I want to study the derivability of this function

$$f(x)=x\left|{\log{x}}\right|$$

My textbook says the function is defined for $x>0$ (easy to understand for me, the argument of the logarithm must be positive) and it says: "it can certainly be derived for $x\neq 1$". I wonder how my textbook reached this conclusion without deriving the function first. I'm aware derivatives are defined like this:

$$\lim_{h\rightarrow0}{\frac{f(x_0+h)-f(x_0)}{h}}$$

Although I can't understand how we can reach conclusions about derivability just by looking at the function.

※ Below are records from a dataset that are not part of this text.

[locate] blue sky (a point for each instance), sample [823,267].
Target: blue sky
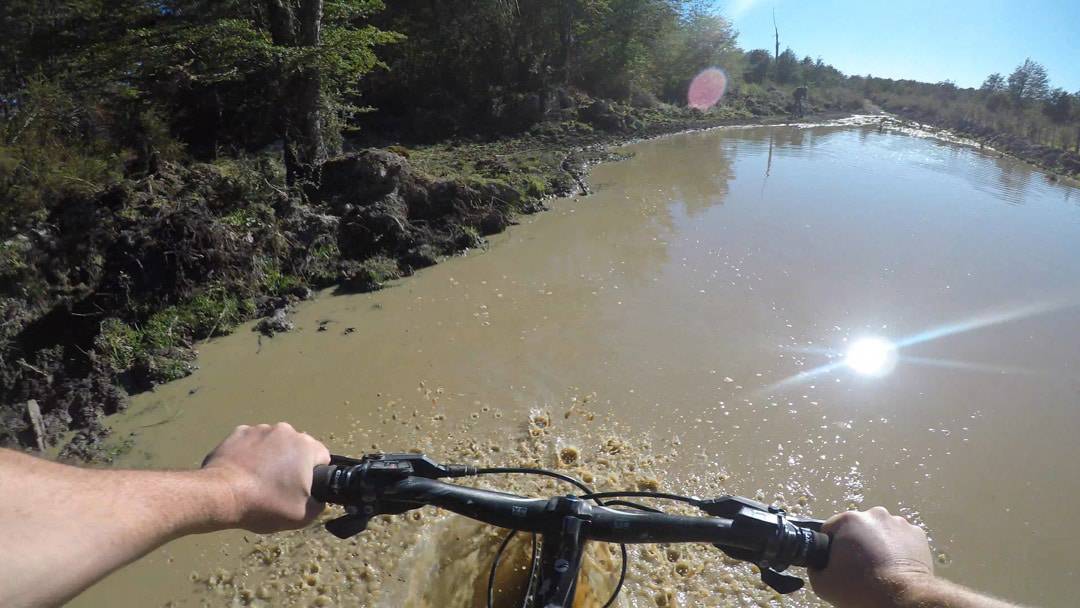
[959,40]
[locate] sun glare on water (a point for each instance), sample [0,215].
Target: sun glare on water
[872,356]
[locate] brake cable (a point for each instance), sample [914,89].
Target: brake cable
[589,496]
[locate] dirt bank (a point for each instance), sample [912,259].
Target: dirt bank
[109,295]
[1054,160]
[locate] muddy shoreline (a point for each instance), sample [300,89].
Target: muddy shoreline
[111,298]
[1055,161]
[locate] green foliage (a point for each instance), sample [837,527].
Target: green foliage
[378,270]
[213,312]
[119,342]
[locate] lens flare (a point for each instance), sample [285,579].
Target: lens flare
[872,356]
[707,89]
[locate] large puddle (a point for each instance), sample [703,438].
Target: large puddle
[660,327]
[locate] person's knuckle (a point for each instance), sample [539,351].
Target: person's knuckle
[838,521]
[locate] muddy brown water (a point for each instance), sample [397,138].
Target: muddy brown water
[657,328]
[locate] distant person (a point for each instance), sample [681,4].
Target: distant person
[800,99]
[64,528]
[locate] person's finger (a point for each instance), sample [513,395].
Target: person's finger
[837,521]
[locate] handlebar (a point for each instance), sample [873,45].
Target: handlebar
[392,484]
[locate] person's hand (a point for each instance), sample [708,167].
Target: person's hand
[267,472]
[875,558]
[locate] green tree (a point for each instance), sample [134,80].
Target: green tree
[994,83]
[787,67]
[294,64]
[1028,82]
[1058,106]
[758,63]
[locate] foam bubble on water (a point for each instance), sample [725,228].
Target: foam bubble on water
[431,558]
[707,89]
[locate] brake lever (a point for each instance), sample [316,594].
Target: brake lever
[378,472]
[767,517]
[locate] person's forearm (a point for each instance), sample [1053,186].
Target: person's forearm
[63,528]
[939,593]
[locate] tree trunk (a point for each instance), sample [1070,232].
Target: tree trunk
[566,39]
[298,23]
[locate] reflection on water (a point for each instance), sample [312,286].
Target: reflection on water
[704,271]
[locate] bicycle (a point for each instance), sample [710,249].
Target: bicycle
[392,484]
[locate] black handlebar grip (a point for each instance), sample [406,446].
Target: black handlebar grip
[321,483]
[818,556]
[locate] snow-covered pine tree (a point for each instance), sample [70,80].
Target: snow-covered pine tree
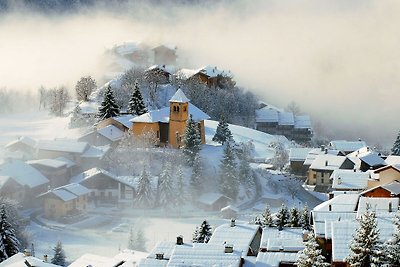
[165,188]
[365,240]
[266,220]
[196,180]
[396,146]
[144,196]
[294,217]
[393,245]
[222,133]
[109,107]
[136,104]
[305,218]
[202,233]
[282,217]
[311,255]
[192,141]
[9,244]
[59,255]
[229,182]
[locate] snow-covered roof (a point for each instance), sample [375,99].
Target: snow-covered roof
[210,198]
[285,118]
[302,122]
[96,152]
[23,174]
[51,163]
[267,114]
[201,254]
[111,132]
[327,162]
[179,97]
[378,204]
[349,179]
[95,261]
[24,140]
[299,153]
[70,146]
[240,236]
[20,260]
[340,203]
[344,145]
[162,115]
[273,259]
[287,239]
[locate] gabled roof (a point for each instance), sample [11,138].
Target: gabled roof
[70,146]
[179,97]
[23,174]
[162,115]
[240,236]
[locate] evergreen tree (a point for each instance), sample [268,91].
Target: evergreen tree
[136,104]
[9,244]
[294,217]
[144,192]
[396,146]
[108,107]
[305,219]
[282,217]
[229,183]
[203,233]
[165,189]
[222,132]
[393,245]
[192,141]
[365,240]
[59,255]
[311,255]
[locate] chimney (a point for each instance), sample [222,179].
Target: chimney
[179,240]
[228,248]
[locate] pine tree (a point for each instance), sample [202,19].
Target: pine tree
[365,240]
[144,192]
[294,217]
[136,104]
[9,244]
[59,255]
[311,255]
[229,183]
[393,245]
[108,107]
[203,233]
[222,133]
[166,193]
[305,219]
[396,146]
[282,217]
[192,141]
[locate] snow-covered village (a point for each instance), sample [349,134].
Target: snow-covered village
[207,133]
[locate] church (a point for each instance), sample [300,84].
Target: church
[169,123]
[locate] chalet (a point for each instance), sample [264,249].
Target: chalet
[213,201]
[277,122]
[169,124]
[55,170]
[165,54]
[21,182]
[385,175]
[243,237]
[67,200]
[297,157]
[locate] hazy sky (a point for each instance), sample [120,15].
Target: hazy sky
[339,60]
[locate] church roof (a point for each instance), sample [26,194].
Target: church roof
[179,97]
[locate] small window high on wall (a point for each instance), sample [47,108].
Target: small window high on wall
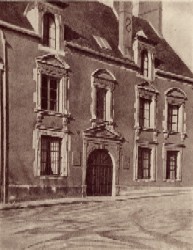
[103,84]
[101,103]
[145,63]
[175,100]
[49,30]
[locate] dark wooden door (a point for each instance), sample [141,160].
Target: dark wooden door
[99,174]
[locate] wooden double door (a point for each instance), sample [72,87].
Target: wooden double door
[99,173]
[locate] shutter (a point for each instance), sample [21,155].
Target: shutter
[64,157]
[46,29]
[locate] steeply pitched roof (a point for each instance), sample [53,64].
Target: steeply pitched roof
[12,12]
[83,20]
[94,18]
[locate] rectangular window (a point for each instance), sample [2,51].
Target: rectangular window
[173,117]
[49,93]
[171,165]
[101,103]
[144,163]
[144,113]
[50,155]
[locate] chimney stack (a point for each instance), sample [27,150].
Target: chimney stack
[124,11]
[152,12]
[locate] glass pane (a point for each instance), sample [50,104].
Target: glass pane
[101,103]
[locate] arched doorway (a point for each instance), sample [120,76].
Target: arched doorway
[99,173]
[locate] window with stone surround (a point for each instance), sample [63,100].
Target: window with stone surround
[145,161]
[52,85]
[145,116]
[50,155]
[103,84]
[49,93]
[49,30]
[174,112]
[145,64]
[145,113]
[172,167]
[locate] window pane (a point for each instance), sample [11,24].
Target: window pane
[171,167]
[49,93]
[144,113]
[144,163]
[44,92]
[50,155]
[101,103]
[173,117]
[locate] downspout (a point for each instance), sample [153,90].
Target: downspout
[4,123]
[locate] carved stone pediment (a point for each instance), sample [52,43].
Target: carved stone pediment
[103,133]
[53,60]
[53,65]
[147,86]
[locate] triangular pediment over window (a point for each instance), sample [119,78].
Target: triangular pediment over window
[103,133]
[53,60]
[148,87]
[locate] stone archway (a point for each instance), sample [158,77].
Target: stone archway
[99,173]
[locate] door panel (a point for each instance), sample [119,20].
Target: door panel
[99,174]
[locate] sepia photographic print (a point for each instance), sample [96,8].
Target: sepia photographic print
[96,125]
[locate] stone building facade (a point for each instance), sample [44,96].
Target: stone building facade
[94,101]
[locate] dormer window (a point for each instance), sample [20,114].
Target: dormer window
[103,84]
[145,63]
[101,103]
[49,30]
[102,42]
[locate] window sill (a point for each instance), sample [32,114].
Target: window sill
[51,113]
[145,180]
[172,181]
[51,177]
[147,129]
[51,50]
[102,122]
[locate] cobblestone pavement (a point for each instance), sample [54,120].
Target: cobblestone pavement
[148,223]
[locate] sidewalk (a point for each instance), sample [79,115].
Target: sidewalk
[134,194]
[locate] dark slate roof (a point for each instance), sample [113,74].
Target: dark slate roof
[84,19]
[12,12]
[94,18]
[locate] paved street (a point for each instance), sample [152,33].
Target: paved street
[145,223]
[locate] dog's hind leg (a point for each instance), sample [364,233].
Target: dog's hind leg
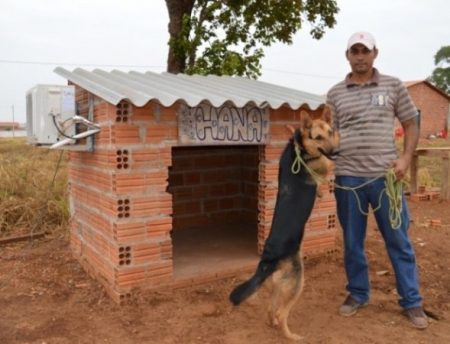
[287,287]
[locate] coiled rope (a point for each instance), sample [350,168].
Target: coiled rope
[392,187]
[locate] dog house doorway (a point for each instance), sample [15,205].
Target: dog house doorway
[215,210]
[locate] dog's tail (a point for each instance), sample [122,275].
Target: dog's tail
[244,290]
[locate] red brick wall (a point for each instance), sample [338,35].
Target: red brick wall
[434,108]
[214,184]
[121,210]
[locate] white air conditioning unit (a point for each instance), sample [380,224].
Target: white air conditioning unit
[48,107]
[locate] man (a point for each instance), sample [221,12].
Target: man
[364,107]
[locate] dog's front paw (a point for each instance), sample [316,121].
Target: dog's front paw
[294,336]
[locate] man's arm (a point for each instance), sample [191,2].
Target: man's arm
[411,130]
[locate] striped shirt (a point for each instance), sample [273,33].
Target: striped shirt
[364,116]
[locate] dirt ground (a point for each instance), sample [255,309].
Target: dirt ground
[46,297]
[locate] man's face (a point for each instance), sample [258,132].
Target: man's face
[361,58]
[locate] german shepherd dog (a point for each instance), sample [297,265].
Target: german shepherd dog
[281,257]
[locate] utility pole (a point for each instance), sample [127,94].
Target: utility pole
[14,124]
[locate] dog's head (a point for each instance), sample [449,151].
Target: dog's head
[317,136]
[316,139]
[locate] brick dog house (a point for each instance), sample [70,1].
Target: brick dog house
[180,184]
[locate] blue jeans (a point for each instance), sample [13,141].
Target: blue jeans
[398,245]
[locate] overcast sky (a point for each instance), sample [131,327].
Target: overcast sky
[37,36]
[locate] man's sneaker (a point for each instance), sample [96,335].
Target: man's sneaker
[350,306]
[417,317]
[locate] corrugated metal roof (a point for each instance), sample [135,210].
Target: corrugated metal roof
[140,88]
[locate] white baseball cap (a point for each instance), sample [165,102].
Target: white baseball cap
[365,38]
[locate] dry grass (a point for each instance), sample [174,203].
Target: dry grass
[30,201]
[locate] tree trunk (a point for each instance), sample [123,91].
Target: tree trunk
[176,59]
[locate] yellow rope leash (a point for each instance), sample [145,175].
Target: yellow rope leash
[393,188]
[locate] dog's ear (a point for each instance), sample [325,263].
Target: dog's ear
[305,120]
[326,114]
[290,128]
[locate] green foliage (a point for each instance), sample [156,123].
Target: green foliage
[441,74]
[227,37]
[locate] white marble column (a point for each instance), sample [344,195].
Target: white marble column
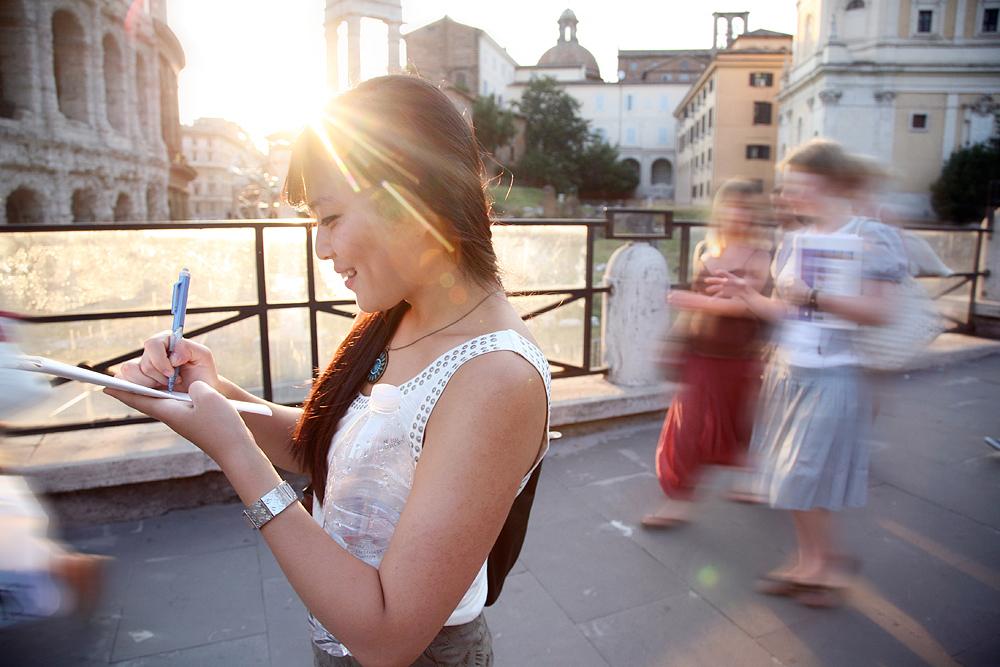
[332,56]
[394,38]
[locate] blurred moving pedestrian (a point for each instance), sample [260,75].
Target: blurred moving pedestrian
[710,418]
[809,436]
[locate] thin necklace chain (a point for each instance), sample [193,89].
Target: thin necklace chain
[481,302]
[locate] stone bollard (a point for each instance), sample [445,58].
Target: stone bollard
[635,314]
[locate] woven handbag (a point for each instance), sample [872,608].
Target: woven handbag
[914,325]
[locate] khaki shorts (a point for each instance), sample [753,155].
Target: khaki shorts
[468,645]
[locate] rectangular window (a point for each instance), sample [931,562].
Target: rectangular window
[990,18]
[758,152]
[918,122]
[761,113]
[925,19]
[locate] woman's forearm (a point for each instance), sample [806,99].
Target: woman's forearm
[766,308]
[273,434]
[344,593]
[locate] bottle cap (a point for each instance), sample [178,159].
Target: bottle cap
[386,398]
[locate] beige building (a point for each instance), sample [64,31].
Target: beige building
[904,81]
[727,122]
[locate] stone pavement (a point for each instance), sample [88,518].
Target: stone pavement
[196,587]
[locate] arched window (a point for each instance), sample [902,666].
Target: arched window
[633,165]
[24,207]
[69,59]
[84,205]
[142,94]
[662,172]
[114,83]
[15,63]
[123,208]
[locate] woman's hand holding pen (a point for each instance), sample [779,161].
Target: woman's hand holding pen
[193,360]
[209,421]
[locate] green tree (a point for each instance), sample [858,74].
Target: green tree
[555,136]
[602,174]
[959,194]
[560,149]
[494,125]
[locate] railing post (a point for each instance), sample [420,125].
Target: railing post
[635,313]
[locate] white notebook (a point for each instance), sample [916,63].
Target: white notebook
[59,369]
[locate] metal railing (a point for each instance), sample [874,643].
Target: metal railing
[262,306]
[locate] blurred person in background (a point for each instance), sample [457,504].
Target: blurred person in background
[39,577]
[710,418]
[809,437]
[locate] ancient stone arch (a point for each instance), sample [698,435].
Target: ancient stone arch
[25,206]
[84,205]
[115,101]
[337,11]
[69,60]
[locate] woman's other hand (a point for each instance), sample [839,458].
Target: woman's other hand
[193,360]
[686,300]
[209,420]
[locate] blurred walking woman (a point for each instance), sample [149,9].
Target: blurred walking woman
[394,177]
[710,418]
[808,438]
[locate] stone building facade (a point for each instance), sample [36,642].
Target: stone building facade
[904,81]
[232,174]
[89,126]
[727,123]
[464,56]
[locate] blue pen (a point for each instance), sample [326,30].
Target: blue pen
[178,308]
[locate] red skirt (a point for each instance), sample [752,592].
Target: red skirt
[709,421]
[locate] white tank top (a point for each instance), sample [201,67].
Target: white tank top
[420,395]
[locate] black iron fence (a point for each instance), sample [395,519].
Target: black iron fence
[678,233]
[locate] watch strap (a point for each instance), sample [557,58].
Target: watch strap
[270,505]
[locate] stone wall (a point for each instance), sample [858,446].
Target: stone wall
[80,112]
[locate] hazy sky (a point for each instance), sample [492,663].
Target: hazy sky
[262,63]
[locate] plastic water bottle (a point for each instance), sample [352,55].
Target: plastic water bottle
[367,485]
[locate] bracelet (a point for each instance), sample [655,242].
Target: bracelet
[813,294]
[270,505]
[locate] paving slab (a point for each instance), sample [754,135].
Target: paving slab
[571,560]
[529,628]
[181,602]
[245,652]
[679,631]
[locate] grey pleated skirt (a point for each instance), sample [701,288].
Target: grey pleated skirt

Any hints?

Answer 1

For $x<1$ you have $f(x)=-x\log x$ and $f(x)=x \log (x)$ for $x>1$. Now use the product rule.

For $x=1$ the derivative of function does not exist, because $\lim_{x\rightarrow 1^{-}}f'(x)=-1$ and $\lim_{x\rightarrow 1^{+}}f'(x)=1.$

Answer 2

For $x>1$ we have $f(x)=x \log x$. Hence $f$ is a product of differentiable functions on $(1, \infty)$.

For $0<x<1$ we have $f(x)=-x \log x$. Hence $f$ is a product of differentiable functions on $(0,1)$.

Answer 3

For $x>1$ and $0<x<1$ we have that $x\log x$ and $-x\log x$ are differentiable indeed

$$(x\log x)’=\log x+1$$

otherwise for $x= 1$ we need to check differentiability directly by the definition.

Answer 4

One can vizualize:

The graph of $\log x$ cuts $x$-axis at 1. Multiplying by $x$ doesn't influence this fact. Absolute value puts the negative part above the $x$-axis, and the graph becomes broken. Therefore, the function is not smooth at 1 (not derivable).